I’ll be honest, I don’t actually know what success looks like here. Maybe RockPile will be a growing, thriving church in a year. Maybe “Well Played” (The indoor play center) will take off and be a big hit. Maybe God could throw us a curve ball and change it all. Maybe we are here to simply offer support to the other churches in the area (which I hope to do regardless). I just want what He wants. Yes, that’s easer to say than to actually fully take to heart…I have my own will and desires. I already have it in my head how I want this to work out. It may be in line with how it goes, it may not be.

But on the other side of this… let this be a reminder that God is faithful.
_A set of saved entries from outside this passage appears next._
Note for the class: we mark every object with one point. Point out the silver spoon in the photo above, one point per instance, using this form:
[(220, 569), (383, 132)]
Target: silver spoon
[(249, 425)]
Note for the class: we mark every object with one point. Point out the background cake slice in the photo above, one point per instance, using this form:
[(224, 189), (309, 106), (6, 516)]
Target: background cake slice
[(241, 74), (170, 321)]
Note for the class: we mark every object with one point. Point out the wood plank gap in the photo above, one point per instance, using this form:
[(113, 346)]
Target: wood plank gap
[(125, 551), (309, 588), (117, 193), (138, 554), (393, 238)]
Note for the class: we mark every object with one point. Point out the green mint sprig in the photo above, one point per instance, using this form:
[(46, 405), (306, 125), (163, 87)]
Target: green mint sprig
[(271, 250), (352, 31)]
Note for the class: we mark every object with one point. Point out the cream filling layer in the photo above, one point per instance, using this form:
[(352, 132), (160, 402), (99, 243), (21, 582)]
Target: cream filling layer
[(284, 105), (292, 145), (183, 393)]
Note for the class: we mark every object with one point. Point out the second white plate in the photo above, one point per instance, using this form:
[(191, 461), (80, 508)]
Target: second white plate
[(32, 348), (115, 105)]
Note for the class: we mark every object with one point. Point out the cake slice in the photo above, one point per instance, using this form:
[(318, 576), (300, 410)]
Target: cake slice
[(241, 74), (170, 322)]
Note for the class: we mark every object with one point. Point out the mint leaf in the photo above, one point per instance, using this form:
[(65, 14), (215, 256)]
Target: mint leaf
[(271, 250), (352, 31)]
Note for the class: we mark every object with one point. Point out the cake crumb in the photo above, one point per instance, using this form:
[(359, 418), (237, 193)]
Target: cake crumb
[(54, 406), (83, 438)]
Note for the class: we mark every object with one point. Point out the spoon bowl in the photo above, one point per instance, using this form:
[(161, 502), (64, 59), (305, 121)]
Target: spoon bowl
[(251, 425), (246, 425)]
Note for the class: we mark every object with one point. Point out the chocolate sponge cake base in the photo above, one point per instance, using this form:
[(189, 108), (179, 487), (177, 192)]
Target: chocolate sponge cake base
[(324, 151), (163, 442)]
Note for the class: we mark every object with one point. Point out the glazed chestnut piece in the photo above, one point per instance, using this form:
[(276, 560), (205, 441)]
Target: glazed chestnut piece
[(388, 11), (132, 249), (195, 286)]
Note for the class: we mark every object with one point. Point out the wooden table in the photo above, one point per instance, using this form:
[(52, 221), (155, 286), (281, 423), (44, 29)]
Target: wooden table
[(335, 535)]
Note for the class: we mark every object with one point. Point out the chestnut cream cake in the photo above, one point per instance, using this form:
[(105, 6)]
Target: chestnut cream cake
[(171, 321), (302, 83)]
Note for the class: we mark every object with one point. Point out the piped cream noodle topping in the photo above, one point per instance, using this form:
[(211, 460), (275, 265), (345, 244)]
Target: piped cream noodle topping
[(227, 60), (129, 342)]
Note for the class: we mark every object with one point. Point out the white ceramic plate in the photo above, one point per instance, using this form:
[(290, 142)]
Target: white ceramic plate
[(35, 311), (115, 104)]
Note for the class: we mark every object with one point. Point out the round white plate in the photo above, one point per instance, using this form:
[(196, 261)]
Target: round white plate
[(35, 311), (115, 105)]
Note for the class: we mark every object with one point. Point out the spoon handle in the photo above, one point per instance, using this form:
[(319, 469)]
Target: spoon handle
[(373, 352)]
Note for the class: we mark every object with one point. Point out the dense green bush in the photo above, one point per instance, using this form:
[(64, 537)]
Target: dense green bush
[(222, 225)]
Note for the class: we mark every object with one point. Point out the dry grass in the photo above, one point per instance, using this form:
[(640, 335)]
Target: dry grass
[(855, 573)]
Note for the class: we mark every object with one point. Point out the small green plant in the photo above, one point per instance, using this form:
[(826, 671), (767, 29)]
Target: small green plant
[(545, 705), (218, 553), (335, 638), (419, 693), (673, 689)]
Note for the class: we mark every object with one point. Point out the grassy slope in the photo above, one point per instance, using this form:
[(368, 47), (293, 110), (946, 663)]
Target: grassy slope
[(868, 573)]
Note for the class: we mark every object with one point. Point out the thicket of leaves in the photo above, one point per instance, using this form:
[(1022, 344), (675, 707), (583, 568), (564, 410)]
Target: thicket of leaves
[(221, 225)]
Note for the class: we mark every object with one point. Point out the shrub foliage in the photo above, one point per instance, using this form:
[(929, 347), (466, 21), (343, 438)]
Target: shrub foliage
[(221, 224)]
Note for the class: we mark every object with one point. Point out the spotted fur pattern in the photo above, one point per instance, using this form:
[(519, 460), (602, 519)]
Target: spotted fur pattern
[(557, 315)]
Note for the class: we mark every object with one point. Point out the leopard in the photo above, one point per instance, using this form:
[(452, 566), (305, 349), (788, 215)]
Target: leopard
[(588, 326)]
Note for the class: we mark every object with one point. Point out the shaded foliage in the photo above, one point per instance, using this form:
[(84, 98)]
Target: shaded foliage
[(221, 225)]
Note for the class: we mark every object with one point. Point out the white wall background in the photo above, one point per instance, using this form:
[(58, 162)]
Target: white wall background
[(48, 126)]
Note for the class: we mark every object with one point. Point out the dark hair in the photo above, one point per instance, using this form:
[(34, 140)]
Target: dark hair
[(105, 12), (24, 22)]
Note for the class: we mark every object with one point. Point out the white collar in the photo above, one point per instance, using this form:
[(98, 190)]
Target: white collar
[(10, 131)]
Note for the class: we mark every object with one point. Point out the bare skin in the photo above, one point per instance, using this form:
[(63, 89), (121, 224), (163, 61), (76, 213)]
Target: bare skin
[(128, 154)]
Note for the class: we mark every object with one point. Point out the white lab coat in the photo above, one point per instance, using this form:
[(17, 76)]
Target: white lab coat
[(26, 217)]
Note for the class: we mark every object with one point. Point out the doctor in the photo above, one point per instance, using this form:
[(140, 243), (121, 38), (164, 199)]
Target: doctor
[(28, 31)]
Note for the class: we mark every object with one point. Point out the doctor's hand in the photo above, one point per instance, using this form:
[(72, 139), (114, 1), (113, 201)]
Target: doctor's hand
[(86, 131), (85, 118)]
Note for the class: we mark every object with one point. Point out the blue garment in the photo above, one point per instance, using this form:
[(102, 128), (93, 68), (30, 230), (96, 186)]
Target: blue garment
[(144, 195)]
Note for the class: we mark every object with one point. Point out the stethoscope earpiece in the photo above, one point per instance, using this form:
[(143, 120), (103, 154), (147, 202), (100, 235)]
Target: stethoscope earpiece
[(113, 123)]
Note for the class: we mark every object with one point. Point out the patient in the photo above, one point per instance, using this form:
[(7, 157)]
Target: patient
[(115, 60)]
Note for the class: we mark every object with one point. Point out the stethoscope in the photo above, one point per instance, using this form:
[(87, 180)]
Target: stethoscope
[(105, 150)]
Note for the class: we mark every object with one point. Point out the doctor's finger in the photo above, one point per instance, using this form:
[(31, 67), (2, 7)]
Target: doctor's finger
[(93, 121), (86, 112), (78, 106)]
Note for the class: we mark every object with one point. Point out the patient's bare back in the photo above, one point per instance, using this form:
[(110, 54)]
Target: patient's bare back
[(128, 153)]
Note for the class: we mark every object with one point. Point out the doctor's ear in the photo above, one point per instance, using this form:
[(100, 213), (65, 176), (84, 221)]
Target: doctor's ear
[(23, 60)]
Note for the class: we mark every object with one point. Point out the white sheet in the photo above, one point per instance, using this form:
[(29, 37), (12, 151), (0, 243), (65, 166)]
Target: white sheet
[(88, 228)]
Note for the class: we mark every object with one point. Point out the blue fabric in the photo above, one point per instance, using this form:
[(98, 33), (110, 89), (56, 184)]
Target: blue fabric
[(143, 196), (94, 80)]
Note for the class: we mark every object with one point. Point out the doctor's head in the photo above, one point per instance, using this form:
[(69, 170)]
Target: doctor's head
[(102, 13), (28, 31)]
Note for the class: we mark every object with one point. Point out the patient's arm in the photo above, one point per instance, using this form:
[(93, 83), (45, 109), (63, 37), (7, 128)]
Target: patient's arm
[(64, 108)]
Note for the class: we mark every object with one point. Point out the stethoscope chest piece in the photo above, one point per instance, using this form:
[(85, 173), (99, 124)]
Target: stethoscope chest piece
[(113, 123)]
That if we move when God tells us to, He will undoubtedly move with us. This story. This adventure. The bugs, the broken lawn mowers, the job hunt, the scrounging for money, the sunsets, the porch swings, and the laughing kids who see an armadillo for the first time (albeit, most of them dead on the road)…. they are a pile of rocks to remember when we stepped out with God and said, “Yea, God…I’ll move”.

I wouldn’t… couldn’t write this story any other way.

Ok, well… back to the job hunt… oh, and anyone know how to kill fire ants?